Welcome to guitarlessons.com I’m Nate Savage. In this lesson, we’re going to be learning how major guitar chords are made. So what we’re going to do is start out by just making a regular Triad, I’ll show you this shape and then I’ll explain to you what we just did. So take your third finger on the fifth fret of your G-string, middle finger on fourth fret of your G-string, and your index finger is going to grab the third fret of the B-string. Just give those three strings a strum.
[Demonstration]
Okay, what we just did was we built a G-major chord, a G, B, and D. Now the way you want to think about this is as far as major chords are concerned, let’s take the G-major scale, write it out, G-A-B-C-D-E-F# and G, start on the G note; circle that G-note, skip one note, so skip A, circle B, skip another note and circle, go the next one and circle D. So you have the G’s, B’s and D’s.
So we start on your G, a third, what we call a third away from that B, that’s why we skipped one note in the scale. And then if you start in your B, a third away from that is going to be a D. And that’s the way you build chords. Now when you’re talking about a major chord and get out what we call a major 3rd on the bottom or from the root note to the 3rd of the chord from your G, to your B, it’s going to be a major 3rd, what we call a major 3rd. And if it was a Minor 3rd, it’d be from a G to a B flat. But we don’t want that since we’re building major chords. We want G to a B. And then from the 3rd to the 5th what we all the 5th of the chord, the 3rd note that’s from a B to a D. And from a B to a D is a Minor 3rd.

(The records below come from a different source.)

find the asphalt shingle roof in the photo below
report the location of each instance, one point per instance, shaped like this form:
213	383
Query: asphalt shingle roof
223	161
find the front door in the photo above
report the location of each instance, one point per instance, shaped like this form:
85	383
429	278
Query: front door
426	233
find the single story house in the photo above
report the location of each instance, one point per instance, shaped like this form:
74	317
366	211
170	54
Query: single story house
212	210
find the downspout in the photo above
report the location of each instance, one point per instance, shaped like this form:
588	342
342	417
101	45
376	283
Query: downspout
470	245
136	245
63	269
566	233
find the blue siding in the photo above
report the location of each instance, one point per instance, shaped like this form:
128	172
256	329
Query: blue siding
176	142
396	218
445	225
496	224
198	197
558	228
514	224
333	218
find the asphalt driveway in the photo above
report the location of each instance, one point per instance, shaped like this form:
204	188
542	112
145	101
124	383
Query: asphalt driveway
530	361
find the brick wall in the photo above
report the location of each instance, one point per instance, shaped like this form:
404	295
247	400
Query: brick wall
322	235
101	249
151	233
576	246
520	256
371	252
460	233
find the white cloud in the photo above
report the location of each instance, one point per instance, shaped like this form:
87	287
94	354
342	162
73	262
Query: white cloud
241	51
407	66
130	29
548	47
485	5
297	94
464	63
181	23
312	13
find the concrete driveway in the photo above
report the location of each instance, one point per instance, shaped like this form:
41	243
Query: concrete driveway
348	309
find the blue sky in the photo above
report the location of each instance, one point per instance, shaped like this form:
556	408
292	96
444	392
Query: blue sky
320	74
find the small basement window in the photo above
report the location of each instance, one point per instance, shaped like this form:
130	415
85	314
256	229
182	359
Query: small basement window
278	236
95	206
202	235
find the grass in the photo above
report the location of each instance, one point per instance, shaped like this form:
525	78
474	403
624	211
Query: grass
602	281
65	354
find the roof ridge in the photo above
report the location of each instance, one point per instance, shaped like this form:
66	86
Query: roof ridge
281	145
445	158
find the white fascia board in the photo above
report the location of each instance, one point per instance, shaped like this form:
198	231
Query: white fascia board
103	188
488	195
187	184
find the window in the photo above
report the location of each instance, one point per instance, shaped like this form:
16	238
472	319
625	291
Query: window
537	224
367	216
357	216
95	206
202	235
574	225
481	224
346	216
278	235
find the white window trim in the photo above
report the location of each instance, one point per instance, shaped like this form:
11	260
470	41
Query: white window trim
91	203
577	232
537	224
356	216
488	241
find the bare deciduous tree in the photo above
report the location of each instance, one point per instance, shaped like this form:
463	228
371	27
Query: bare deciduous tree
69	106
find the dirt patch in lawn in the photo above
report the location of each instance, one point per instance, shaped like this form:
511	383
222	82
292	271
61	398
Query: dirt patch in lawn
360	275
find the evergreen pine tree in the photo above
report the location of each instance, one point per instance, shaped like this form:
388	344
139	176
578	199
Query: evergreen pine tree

So that’s the formula for any major chord that we’re talking about. You’re going to have a Major 3rd from the 1st to the 3rd and a Minor 3rd on top from the 3rd to the 5th. And that gives us the characteristic sound of a regular Major chord. So if you’re to take your regular G-major shape, all that shape that you just learned was G’s, B’s and D’s. It’s just in a way, put together in a way where we can use all six strings to make the chord.
So now that you know how to make a G-major chord, what I want you to do is go find all the G’s, B’s and D’s on the fret board if you can and then try to come up with your own G-major chords.